Thus, it is conventional to suppress or blank both of the atrial and ventricular sense amplifiers during A-PACE and V-PACE pulses for blanking periods to avoid overloading the sense amplifier. Moreover, the sense amplifiers may abruptly sense a different potential than was present at the time of initial blanking when the blanking period expires and the sense amplifier is reconnected due to the after-potentials and electrode polarization as well as the recharge function. This can produce unwanted oversensing of artifacts resulting in false declarations of A-EVENTs or V-EVENTs. Therefore, the blanking periods in pacemaker IPGs sold by the assignee of this application are nominally set at 30 ms after delivery of an A-PACE or V-PACE, but the blanking periods may be programmed as long as 45 ms in difficult sensing scenarios. There may be additional digital blanking of the sense amplifiers to avoid sensing of evoked response or other pacing artifacts, e.g., for 150 ms to 400 ms after paced events in ICDs. Such blanking periods are characterized as an atrial blanking periods (ABP) including a post atrial pace, atrial blanking period (PAABP or PAAB) and a post ventricular pace, atrial blanking period (PVABP or PVAB) or as a ventricular blanking periods (VBP) including a post atrial pace, ventricular blanking period (PAVBP or PAVB), and a post ventricular pace, ventricular blanking period (PVVBP or PVB).

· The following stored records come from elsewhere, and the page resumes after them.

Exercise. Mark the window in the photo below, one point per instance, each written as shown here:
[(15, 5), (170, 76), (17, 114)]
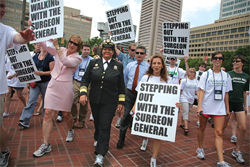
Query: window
[(234, 30), (220, 32), (241, 29), (226, 31)]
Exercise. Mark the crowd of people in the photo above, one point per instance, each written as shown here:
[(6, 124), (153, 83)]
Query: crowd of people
[(108, 84)]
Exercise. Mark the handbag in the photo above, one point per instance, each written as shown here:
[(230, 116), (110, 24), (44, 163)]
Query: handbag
[(32, 84)]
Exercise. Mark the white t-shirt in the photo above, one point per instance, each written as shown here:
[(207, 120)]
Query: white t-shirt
[(209, 105), (14, 82), (188, 88), (175, 75), (152, 79), (6, 39), (198, 75)]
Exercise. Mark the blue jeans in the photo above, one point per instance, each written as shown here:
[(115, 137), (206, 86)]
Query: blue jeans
[(34, 93)]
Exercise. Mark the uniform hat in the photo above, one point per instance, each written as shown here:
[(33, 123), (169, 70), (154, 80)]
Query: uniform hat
[(172, 57), (107, 43)]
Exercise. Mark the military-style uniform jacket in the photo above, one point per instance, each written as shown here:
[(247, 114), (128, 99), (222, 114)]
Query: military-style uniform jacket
[(106, 86)]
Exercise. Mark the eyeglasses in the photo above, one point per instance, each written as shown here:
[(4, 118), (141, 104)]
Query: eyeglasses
[(142, 53), (220, 58), (237, 61), (76, 44)]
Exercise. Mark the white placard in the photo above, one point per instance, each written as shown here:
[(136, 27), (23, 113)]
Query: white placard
[(168, 63), (23, 64), (120, 24), (176, 38), (155, 112), (47, 19)]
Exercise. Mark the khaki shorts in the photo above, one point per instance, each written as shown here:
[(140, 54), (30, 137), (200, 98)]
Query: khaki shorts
[(1, 110)]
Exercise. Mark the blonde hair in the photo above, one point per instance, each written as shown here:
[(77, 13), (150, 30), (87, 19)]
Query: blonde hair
[(79, 39)]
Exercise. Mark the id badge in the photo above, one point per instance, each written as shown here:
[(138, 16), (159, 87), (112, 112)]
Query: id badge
[(81, 72), (217, 94)]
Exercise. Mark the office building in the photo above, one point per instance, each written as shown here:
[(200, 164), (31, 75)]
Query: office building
[(223, 35), (153, 13), (230, 8), (80, 25)]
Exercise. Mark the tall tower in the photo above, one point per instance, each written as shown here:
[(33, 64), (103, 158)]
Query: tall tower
[(153, 13), (230, 8)]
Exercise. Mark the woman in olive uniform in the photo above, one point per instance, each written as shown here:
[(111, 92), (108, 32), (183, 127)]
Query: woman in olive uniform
[(106, 95)]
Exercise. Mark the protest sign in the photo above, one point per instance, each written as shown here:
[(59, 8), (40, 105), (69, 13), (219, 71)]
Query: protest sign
[(155, 112), (176, 38), (23, 64), (120, 24), (168, 63), (47, 17)]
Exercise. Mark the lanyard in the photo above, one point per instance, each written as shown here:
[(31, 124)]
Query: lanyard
[(221, 79)]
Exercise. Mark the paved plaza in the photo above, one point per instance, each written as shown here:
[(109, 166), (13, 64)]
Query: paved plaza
[(80, 152)]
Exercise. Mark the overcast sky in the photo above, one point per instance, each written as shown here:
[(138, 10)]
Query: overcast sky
[(197, 12)]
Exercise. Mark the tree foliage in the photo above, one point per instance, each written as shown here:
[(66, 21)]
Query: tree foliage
[(227, 63)]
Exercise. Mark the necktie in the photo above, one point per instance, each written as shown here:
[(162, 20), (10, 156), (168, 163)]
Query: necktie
[(105, 65), (135, 79)]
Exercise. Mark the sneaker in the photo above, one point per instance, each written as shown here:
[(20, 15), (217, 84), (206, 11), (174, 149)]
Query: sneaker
[(144, 145), (22, 124), (43, 149), (91, 118), (200, 153), (152, 163), (70, 136), (233, 139), (5, 114), (197, 125), (4, 160), (223, 164), (118, 123), (237, 155), (99, 160), (59, 118)]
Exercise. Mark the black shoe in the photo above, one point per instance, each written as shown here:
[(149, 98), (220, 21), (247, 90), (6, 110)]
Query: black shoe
[(5, 158), (120, 145)]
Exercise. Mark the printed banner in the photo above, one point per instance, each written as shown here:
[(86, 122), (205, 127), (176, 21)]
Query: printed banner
[(176, 38), (155, 112), (120, 24), (47, 19), (23, 64)]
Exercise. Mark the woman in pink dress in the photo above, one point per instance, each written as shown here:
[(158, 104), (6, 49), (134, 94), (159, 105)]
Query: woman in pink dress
[(59, 95)]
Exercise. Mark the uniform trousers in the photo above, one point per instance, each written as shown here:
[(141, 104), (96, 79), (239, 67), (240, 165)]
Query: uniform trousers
[(103, 115), (83, 108), (126, 119)]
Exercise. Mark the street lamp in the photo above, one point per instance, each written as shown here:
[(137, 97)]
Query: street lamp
[(206, 48)]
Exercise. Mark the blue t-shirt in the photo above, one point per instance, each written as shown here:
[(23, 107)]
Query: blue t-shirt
[(43, 65)]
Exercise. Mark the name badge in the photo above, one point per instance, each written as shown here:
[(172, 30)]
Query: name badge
[(81, 72), (217, 94)]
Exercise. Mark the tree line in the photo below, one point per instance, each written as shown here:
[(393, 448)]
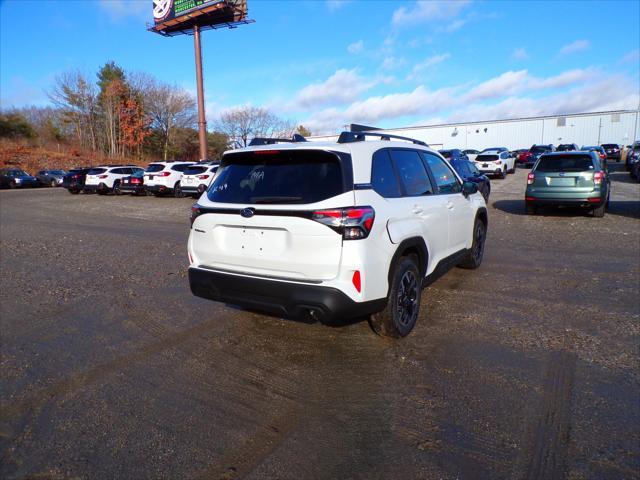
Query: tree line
[(132, 114)]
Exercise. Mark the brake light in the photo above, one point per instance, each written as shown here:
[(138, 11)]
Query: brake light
[(195, 213), (352, 223), (266, 152), (356, 280), (598, 177)]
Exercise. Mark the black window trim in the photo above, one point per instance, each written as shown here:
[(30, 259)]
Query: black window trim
[(433, 180)]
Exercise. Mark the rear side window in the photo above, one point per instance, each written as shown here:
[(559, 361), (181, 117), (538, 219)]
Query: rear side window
[(383, 178), (444, 177), (565, 163), (412, 173), (278, 177), (486, 158), (181, 167), (155, 167), (195, 170)]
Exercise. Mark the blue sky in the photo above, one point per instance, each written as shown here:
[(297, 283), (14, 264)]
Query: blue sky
[(328, 63)]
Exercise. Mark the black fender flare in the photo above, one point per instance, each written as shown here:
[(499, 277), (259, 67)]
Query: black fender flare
[(412, 243)]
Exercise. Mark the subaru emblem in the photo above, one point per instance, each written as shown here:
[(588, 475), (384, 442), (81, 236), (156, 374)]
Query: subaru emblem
[(247, 212)]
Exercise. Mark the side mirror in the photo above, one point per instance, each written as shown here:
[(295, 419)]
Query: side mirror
[(469, 188)]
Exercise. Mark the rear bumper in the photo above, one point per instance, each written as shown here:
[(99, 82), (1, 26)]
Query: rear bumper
[(158, 189), (287, 299), (132, 188), (589, 202)]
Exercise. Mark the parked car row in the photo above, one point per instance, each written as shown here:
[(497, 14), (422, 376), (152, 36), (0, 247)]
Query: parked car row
[(13, 177), (159, 178)]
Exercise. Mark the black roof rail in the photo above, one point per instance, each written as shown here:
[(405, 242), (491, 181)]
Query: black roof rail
[(272, 141), (350, 137)]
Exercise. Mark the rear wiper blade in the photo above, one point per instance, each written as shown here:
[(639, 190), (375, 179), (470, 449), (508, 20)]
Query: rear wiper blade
[(275, 199)]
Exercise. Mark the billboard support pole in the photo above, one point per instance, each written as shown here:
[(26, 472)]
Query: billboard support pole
[(202, 121)]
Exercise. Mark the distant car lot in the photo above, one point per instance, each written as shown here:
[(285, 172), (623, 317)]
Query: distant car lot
[(112, 368)]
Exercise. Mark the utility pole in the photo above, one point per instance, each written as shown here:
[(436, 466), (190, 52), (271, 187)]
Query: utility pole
[(202, 121)]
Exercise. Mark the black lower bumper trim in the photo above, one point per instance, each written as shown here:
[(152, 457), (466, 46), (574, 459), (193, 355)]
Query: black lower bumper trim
[(287, 299)]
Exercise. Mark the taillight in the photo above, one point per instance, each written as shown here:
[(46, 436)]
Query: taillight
[(195, 213), (598, 177), (356, 280), (353, 223)]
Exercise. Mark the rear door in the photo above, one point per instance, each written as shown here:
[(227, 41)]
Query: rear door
[(420, 209), (259, 214), (459, 208)]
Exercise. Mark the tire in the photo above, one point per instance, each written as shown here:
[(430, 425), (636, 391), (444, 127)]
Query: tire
[(403, 304), (474, 257), (598, 212)]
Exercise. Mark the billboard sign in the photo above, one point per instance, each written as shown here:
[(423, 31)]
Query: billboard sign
[(182, 15)]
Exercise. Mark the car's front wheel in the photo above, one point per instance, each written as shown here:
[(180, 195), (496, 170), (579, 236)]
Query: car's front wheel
[(403, 304)]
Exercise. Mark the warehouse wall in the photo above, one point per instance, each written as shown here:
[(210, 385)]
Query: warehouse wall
[(583, 129)]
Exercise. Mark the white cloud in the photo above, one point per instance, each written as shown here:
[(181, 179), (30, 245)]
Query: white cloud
[(577, 46), (631, 57), (356, 47), (392, 63), (426, 10), (519, 54), (452, 27), (428, 63), (341, 87), (119, 9)]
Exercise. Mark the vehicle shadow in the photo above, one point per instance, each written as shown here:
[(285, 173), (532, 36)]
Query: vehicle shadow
[(622, 208)]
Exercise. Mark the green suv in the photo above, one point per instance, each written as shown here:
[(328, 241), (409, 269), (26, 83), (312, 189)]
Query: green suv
[(572, 179)]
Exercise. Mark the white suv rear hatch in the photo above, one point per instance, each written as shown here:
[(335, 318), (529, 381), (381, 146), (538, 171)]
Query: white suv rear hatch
[(256, 217)]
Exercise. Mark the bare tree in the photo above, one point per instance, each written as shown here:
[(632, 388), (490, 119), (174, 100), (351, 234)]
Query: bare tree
[(169, 108), (76, 97), (242, 124)]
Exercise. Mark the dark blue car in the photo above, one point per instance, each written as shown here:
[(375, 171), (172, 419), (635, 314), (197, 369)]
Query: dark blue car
[(469, 173)]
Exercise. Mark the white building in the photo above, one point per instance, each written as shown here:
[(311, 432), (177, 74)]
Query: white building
[(622, 127)]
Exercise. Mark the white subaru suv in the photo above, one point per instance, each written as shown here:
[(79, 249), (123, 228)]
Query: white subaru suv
[(163, 178), (334, 230), (497, 162), (107, 178)]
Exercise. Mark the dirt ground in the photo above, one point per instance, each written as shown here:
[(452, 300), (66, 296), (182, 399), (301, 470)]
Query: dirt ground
[(527, 368)]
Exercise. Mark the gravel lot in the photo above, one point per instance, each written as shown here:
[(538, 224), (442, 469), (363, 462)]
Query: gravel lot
[(527, 368)]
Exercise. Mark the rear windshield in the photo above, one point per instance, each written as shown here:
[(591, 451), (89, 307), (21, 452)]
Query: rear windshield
[(486, 158), (539, 149), (155, 167), (277, 177), (195, 170), (566, 148), (565, 163)]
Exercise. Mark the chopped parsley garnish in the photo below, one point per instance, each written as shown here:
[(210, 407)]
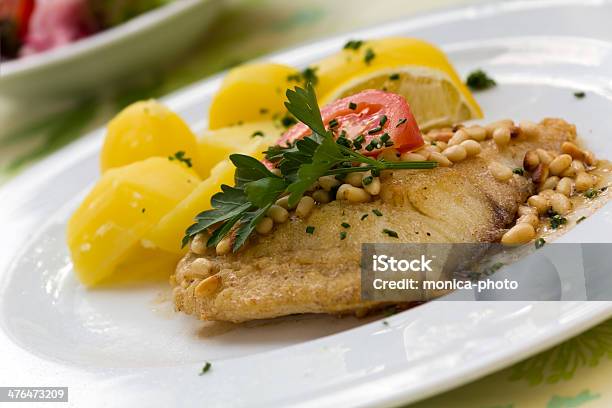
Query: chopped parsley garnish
[(353, 45), (557, 220), (478, 80), (206, 368), (369, 56), (390, 233), (180, 156), (591, 193), (237, 210)]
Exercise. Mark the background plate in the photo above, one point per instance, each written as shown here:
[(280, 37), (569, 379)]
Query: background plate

In addition, a number of sense amplifier refractory periods are timed out on atrial and ventricular sense event signals and generation of A-PACE and V-PACE pulses, whereby “refractory” A-EVENT and V-EVENTs during such refractory periods are selectively ignored or employed in a variety of ways to reset or extend time periods being timed out. Atrial and ventricular refractory periods (ARP and VRP) are commenced upon an A-EVENT or V-EVENT or generation of an A-PACE or V-PACE pulse, respectively. The ARP is typically only employed by itself during atrial demand pacing in the AAI pacing mode. In dual chamber pacing modes, the ARP commenced by the A-EVENT or A-PACE pulse extends through the SAV delay or the PAV delay until a certain time following a V-EVENT terminating the SAV or PAV delay or generation of a V-PACE pulse at the expiration of the SAV or PAV delay. This post-ventricular atrial refractory period (PVARP) is commenced by a V-PACE pulse or V-EVENT based on the understanding that A-EVENTs sensed during its time-out generally reflect a retrograde conduction of the evoked or spontaneous ventricular depolarization wave and therefore are not employed to reset an escape interval and commence an SAV delay. The duration of PVARP may be fixed or vary as a function of sensed atrial rate or pacemaker defined pacing rate, with the result that in many cases relatively long PVARPs are in effect at lower rates. A total ARP (TARP) is defined as the entire duration of the ARP and the PVARP. See, for example, U.S. Pat. No. 6,311,088. Typically the ARP and VRP are set at 300 ms, and the PVARP durations are programmable in the range of 250 ms-400 ms.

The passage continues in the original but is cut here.